Слоновья память - Лобу Антунеш Антониу. Страница 24

Психиатр откинулся на спинку стула, стараясь нащупать в кармане третью за эту сессию сигарету; выходит, я себя так наказываю, подумал он, но если я это делаю, то зачем? И за какой смутный и непостижимый для меня грех? Или я просто ни на что большее не способен, и таков мой особый способ ощущать, что я на этом свете, как алкоголику необходимо выпить, чтобы почувствовать, что он существует, а бабник должен совокупляться, чтобы убедиться, что он мужчина? И тут мы приходим к основному вопросу, и вопрос этот, с вашего позволения, А Кто Я Такой? Спрашиваю я сам себя, и ответ, неизменный, упорно повторяющийся, всегда одинаков: говно.

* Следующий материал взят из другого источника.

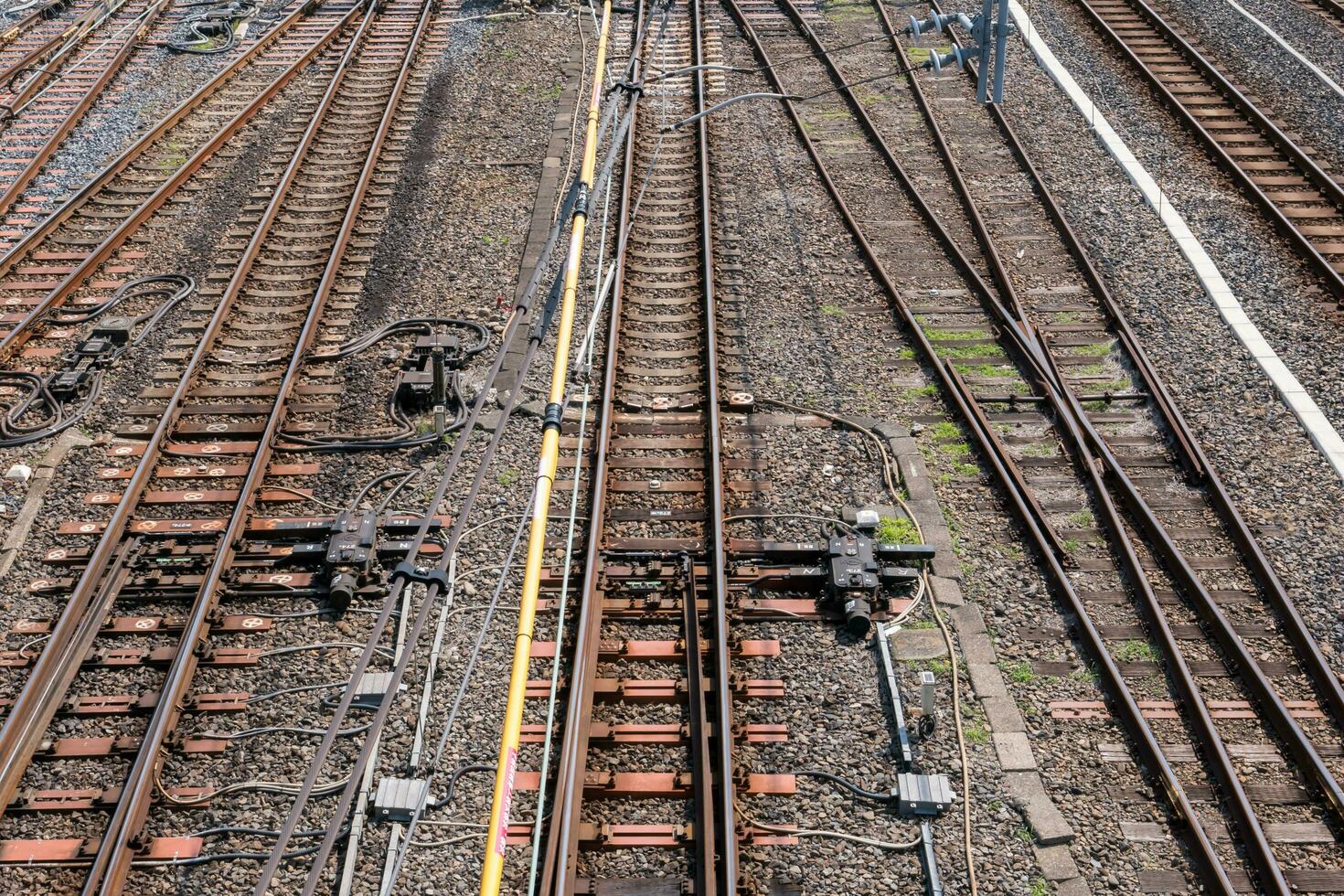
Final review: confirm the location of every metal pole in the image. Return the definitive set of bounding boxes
[480,0,612,896]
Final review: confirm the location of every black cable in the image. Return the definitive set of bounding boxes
[0,274,197,447]
[348,470,415,510]
[426,765,495,808]
[281,317,491,451]
[793,768,891,804]
[163,0,257,57]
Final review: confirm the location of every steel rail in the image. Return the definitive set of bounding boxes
[0,0,333,358]
[538,1,642,896]
[0,0,358,814]
[930,0,1344,824]
[540,0,738,896]
[1304,0,1344,22]
[0,0,71,47]
[724,0,1235,896]
[1070,0,1344,303]
[781,0,1289,896]
[854,3,1287,893]
[0,0,134,112]
[254,112,610,896]
[0,0,174,218]
[252,12,615,880]
[83,0,432,896]
[688,0,738,880]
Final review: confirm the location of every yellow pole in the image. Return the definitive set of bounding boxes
[480,0,612,896]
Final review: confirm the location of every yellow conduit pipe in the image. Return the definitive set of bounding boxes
[480,0,612,896]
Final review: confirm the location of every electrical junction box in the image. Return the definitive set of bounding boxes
[351,672,392,709]
[374,778,429,822]
[896,773,955,818]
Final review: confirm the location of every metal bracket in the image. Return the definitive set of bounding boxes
[392,560,449,591]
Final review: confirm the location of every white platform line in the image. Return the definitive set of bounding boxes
[1010,0,1344,480]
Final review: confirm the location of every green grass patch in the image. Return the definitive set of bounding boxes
[953,363,1012,379]
[1067,510,1097,529]
[929,421,961,439]
[942,346,1004,357]
[938,442,970,461]
[1115,641,1157,662]
[876,516,919,544]
[924,329,989,343]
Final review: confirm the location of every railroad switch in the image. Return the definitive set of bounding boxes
[90,317,135,346]
[324,510,378,610]
[374,778,429,824]
[731,515,934,636]
[397,330,466,411]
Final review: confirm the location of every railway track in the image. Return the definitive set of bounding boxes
[0,0,180,229]
[534,3,752,893]
[0,0,432,893]
[0,3,358,341]
[1078,0,1344,309]
[0,4,358,440]
[0,0,83,60]
[729,0,1344,893]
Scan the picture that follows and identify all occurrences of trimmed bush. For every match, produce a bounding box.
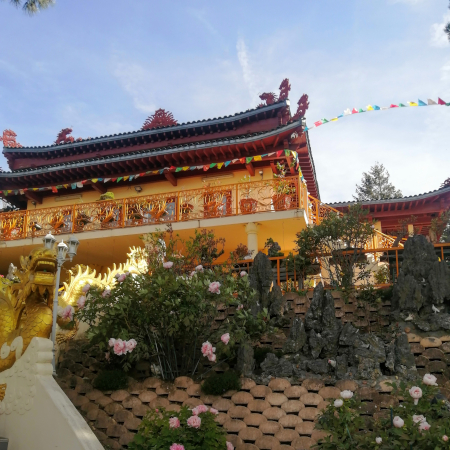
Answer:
[94,369,128,391]
[202,371,241,395]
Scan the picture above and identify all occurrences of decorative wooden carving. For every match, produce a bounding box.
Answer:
[55,128,83,145]
[142,108,178,130]
[292,94,309,120]
[0,130,23,148]
[258,78,291,108]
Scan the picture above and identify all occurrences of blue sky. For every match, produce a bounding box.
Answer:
[0,0,450,202]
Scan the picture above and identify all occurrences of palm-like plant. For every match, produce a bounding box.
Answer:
[3,0,55,14]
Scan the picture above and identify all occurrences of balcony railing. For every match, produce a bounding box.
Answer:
[0,177,308,241]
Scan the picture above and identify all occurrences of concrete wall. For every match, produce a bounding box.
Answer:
[0,338,103,450]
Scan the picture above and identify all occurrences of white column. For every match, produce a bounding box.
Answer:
[245,222,259,258]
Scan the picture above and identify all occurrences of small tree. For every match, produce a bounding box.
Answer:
[296,204,375,294]
[353,162,402,202]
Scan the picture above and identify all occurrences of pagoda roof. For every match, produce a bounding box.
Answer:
[3,99,290,158]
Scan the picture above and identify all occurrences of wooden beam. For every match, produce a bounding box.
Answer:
[245,163,255,177]
[25,191,42,205]
[164,172,177,186]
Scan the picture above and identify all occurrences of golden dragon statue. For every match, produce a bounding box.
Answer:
[0,247,148,374]
[0,244,56,372]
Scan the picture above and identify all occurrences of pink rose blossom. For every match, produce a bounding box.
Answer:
[423,373,437,386]
[187,416,202,428]
[169,444,184,450]
[169,417,180,428]
[208,281,220,294]
[114,339,127,356]
[192,405,208,416]
[392,416,405,428]
[419,422,431,431]
[409,386,422,405]
[77,295,86,309]
[61,305,75,320]
[126,339,137,353]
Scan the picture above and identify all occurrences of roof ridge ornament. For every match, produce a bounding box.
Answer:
[0,130,23,148]
[54,128,83,145]
[258,78,291,108]
[141,108,178,131]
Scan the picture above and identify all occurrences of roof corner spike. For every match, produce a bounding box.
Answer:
[141,108,178,131]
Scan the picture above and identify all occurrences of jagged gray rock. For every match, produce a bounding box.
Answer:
[283,318,307,353]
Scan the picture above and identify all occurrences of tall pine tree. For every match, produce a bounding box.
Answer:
[353,161,402,202]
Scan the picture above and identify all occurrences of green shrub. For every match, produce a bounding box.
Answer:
[253,347,283,368]
[202,371,241,395]
[128,405,227,450]
[94,369,128,391]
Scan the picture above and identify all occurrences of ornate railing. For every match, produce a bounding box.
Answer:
[0,177,308,241]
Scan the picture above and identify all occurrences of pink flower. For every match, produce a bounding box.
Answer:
[202,341,215,356]
[169,444,184,450]
[169,417,180,428]
[409,386,422,405]
[192,405,208,416]
[392,416,405,428]
[187,416,202,428]
[61,305,75,320]
[220,333,230,345]
[413,414,427,423]
[419,421,431,431]
[423,373,437,386]
[125,339,137,353]
[208,281,220,294]
[114,339,127,356]
[77,295,86,309]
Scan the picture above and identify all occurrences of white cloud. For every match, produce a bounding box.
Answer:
[430,12,450,47]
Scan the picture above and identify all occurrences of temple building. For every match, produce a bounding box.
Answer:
[0,79,450,273]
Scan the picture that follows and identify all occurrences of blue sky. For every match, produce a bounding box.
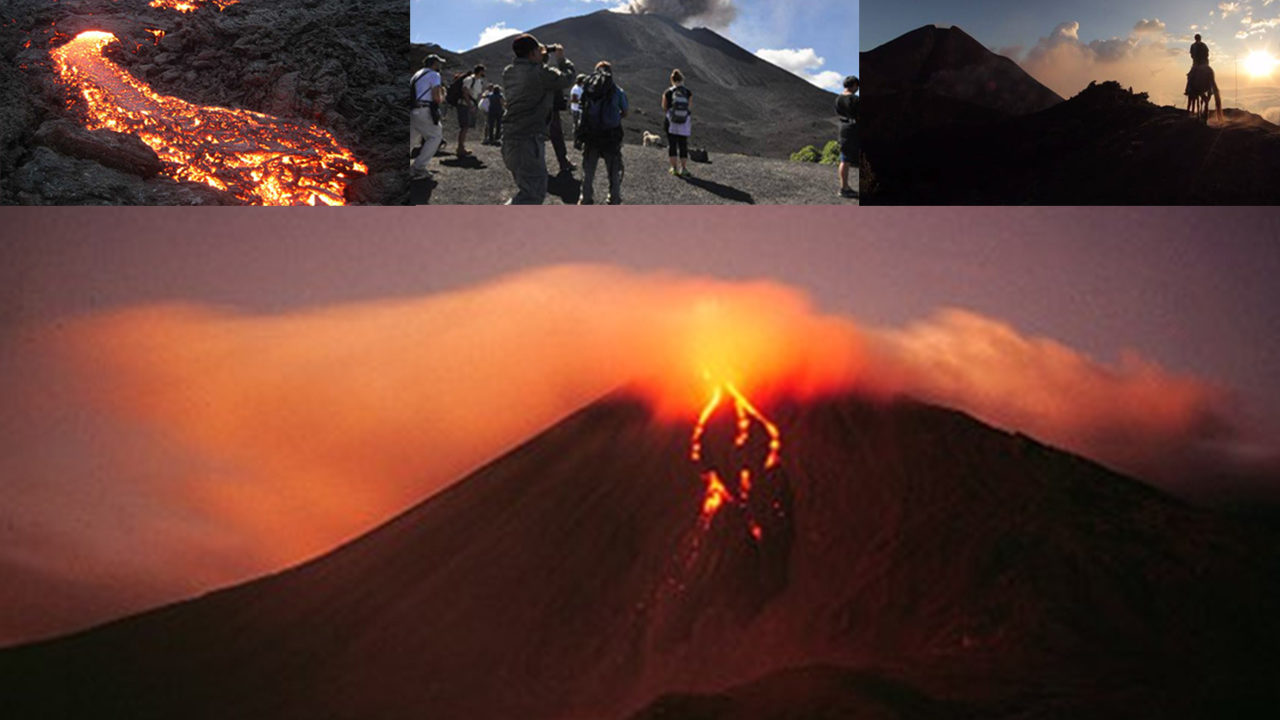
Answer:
[861,0,1280,116]
[410,0,859,90]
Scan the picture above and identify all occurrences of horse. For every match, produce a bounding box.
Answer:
[1187,65,1222,124]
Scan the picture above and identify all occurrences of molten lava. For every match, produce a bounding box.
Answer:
[151,0,239,13]
[689,382,782,541]
[50,31,367,205]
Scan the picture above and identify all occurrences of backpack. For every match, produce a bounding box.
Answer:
[444,73,471,108]
[575,72,622,140]
[667,85,692,126]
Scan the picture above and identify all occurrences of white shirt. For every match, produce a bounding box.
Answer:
[419,69,440,105]
[462,76,488,102]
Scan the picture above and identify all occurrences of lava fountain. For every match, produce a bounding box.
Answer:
[50,31,367,205]
[151,0,239,13]
[689,382,782,542]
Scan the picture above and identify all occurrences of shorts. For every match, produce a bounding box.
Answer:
[457,102,476,129]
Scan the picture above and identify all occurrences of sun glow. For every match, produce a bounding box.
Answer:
[1243,50,1280,78]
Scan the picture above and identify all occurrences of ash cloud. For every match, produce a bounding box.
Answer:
[626,0,737,29]
[0,265,1275,643]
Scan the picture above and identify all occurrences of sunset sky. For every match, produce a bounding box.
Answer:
[0,208,1280,643]
[861,0,1280,122]
[410,0,858,92]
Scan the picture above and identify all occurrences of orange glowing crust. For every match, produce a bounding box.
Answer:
[703,470,733,524]
[151,0,239,13]
[689,383,782,541]
[50,31,367,205]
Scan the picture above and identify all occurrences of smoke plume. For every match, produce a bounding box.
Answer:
[0,265,1264,643]
[627,0,737,29]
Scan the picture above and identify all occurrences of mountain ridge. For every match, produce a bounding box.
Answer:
[0,395,1280,720]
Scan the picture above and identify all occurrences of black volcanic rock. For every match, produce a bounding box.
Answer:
[0,396,1280,720]
[864,82,1280,205]
[630,666,968,720]
[859,26,1062,149]
[415,10,838,158]
[36,119,164,178]
[0,0,410,205]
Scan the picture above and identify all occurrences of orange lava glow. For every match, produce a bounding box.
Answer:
[50,31,367,205]
[151,0,239,13]
[689,382,782,542]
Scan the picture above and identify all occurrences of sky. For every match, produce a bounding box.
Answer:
[860,0,1280,122]
[410,0,858,92]
[0,208,1280,644]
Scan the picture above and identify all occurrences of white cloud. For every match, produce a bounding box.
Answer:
[755,47,845,92]
[476,21,524,47]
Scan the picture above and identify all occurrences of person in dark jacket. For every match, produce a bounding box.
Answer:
[484,85,503,145]
[502,33,577,205]
[836,76,860,197]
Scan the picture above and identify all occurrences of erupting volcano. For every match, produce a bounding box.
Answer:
[151,0,239,13]
[0,383,1280,720]
[689,382,782,542]
[50,28,367,205]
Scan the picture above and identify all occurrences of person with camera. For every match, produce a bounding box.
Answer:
[456,65,485,158]
[408,54,444,179]
[836,76,861,197]
[573,60,628,205]
[502,33,576,205]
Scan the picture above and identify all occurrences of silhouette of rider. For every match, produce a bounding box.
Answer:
[1187,33,1222,122]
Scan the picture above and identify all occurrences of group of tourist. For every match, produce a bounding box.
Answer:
[410,33,859,205]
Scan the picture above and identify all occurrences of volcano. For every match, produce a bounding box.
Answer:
[860,26,1280,205]
[0,392,1280,720]
[415,10,840,158]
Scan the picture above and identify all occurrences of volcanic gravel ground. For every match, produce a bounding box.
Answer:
[411,133,858,205]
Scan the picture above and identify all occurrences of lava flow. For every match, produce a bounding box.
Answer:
[151,0,239,13]
[689,382,782,541]
[50,31,367,205]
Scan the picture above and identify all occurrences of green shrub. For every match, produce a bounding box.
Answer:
[818,140,840,165]
[791,145,818,163]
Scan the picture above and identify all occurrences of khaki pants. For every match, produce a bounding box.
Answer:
[502,135,547,205]
[408,108,444,177]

— Почему вы так не любите себя? — спросил отец-убийца.

— Возможно, потому же, почему мой дядя Жозе въезжал верхом на кухню к моей бабушке, — ответил врач.

И рассказал, как дядя Жозе, с которым ему не довелось быть знакомым, месяцами абсолютно неподвижно просиживал у окна, ни с кем не разговаривая, но в один прекрасный миг вдруг вскакивал, цеплял на лацкан фрака гвоздику, седлал кобылу и окунался в лихорадочную деятельность, носясь по магазинам и кабаре, а в перерывах рысью со старческим донкихотским ликованием скакал верхом по буфетным племянников и друзей.

— Дядя Жозе сам не знал, зачем гарцует среди кастрюль под вопли возмущенных кухарок, вот и я не знаю, отчего себя не перевариваю, — сказал психиатр. И добавил тихо тоном человека, завершающего некий внутренний путь: — Мой прадедушка застрелился из двух пистолетов, обнаружив, что у него рак.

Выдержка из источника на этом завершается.